Endre Szász was born in Csíkszereda on 7th January 1926, as the only child of surgeon Béla Szász and Erzsébet Susenka. He spent his childhood there and later the family moved to Kaposvár. His excellent perceptibility was noticed in his childhood: he drew and carved without models from memory. His education was strict and he had frequent conflicts with his father, due to his artistic orientation. This and his father’s alcoholic problems were the reasons why he left his parents and became self-supporting from the age of 14. A year later, his first separate exhibition was opened in Marosvásárhely. The young talent was patronized by his master Károly Molter, Károly Kós and Gyula László. He started the College of Fine Arts in 1946, but left it two and a half years later because he wanted to escape from the smothery atmosphere of the art limited by politics.
In 1950, he was sentenced to 10 years due to a fake charge: hiding a weapon. He spent only one and a half years in prison because of his illness. He found a job at the National Decoration Company as a graphic artist. He received a special task in 1951: to decorate the banqueting-hall of Pushkin Cinema – in the topic of Petőfi and Pushkin’s friendship – to the honour of a Chinese leader. He managed to solve it, despite the fact that this friendship is questionable, because Petőfi was only 14 when Pushkin died. A part of the building was destroyed in 1956 and the mural perished.
Szász started illustrating books that time. He enriched about 600 volumes with his drawings in the 1950s and ‘60s, including books of Villon, Heine and Balassi. He made pen sketches or copper engravings and then he applied dry-point technique. He could express his own style mostly by the latter. He became a school-creator; his characteristic style was determinative in the art of book graphics. He achieved his greatest success by illustrating the Hungarian edition of the Persian poet Omar Khayyám’s book Rubáiyát, which was chosen among the thirty most beautiful books of the 20th century by the British Museum, in the frame of the exhibition
‘Book Art of Five Centuries’.
He worked for the Film Factory during the 1960s as a decorator and scenist, but he also painted. He got more and more awards – including the Munkácsy Prize – and became increasingly famous. It was also due to the fact that the Medicor calendars illustrated with Endre Szász’s surrealistic paintings were very popular, many people cut out and framed these pictures and hanged them on the wall as reproductions. His most famous film work was the Stars of Eger (1968) in which he took part as a scenist and visual designer – but he also appeared in a short scene in the role of a painter. Director Zoltán Várkonyi asked him for this task. They worked together in an artistic symbiosis during the film shootings, inspiring one another. About this time, Szász met the members of the band Omega and he made the design of their record sleeve ‘Éjszakai országúton’ (On the night highway) in 1970. Their common approach also forged them, according to which: unifying peer arts would increase acceptors’ experience.

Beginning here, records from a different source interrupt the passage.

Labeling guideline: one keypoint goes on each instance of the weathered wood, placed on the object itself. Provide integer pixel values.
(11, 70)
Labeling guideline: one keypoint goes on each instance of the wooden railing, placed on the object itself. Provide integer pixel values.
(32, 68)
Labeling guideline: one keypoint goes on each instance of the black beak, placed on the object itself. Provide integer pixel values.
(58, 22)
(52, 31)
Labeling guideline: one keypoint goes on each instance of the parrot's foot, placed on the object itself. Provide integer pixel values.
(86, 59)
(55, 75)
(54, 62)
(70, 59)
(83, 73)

Endre Szász spent the following two decades in Toronto and Los Angeles – after that the Hungarian political situation had not allowed him to travel abroad for a long time. While being abroad, he met Salvador Dalí and his agent, whom he worked with for a short period. He had a friendly relationship with Dalí. In 1974, even the White House ordered a monumental work from him in the topic of ending the Vietnamese war. He visited Hungary in 1978, when he was requested by the director of the Theatre of Győr to make a large porcelain panel. It was this time, when he picked up on porcelain as a time-proven material and started testing it at the Porcelain Factory of Hollóháza. The huge panel was made for the theatre and Szász cultivated a fruitful relationship with the factory: he made designs and motifs and further porcelain panels, for the Hilton Hotel of Budapest among others. The two 10-metre-wide porcelain panels of György Dózsa decorating the Dózsa György Station of Metro 3 are also his creations.

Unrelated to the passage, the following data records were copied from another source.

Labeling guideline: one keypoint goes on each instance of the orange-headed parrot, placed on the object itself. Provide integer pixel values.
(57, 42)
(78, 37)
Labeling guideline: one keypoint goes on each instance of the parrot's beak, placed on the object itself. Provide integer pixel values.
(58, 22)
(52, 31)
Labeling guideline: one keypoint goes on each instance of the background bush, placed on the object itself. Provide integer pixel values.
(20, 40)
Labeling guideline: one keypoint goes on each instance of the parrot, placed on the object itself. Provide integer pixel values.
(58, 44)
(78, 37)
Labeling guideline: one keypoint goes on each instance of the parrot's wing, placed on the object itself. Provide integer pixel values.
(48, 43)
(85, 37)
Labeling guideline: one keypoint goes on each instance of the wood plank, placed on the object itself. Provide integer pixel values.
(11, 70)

Endre Szász returned to Hungary in the ‘90s and found a home in Várda – near Kaposvár – where he could live a creative life. He died in August, 2003. His widow Mrs. Endre Szász, nee Katalin Hajdú, made the Master’s artwork collection accessible at the former atelier and family home, which now functions as the Endre Szász Castle Museum. Another Szász collection with 300 works can be found at the Herman Ottó Museum of Miskolc as well.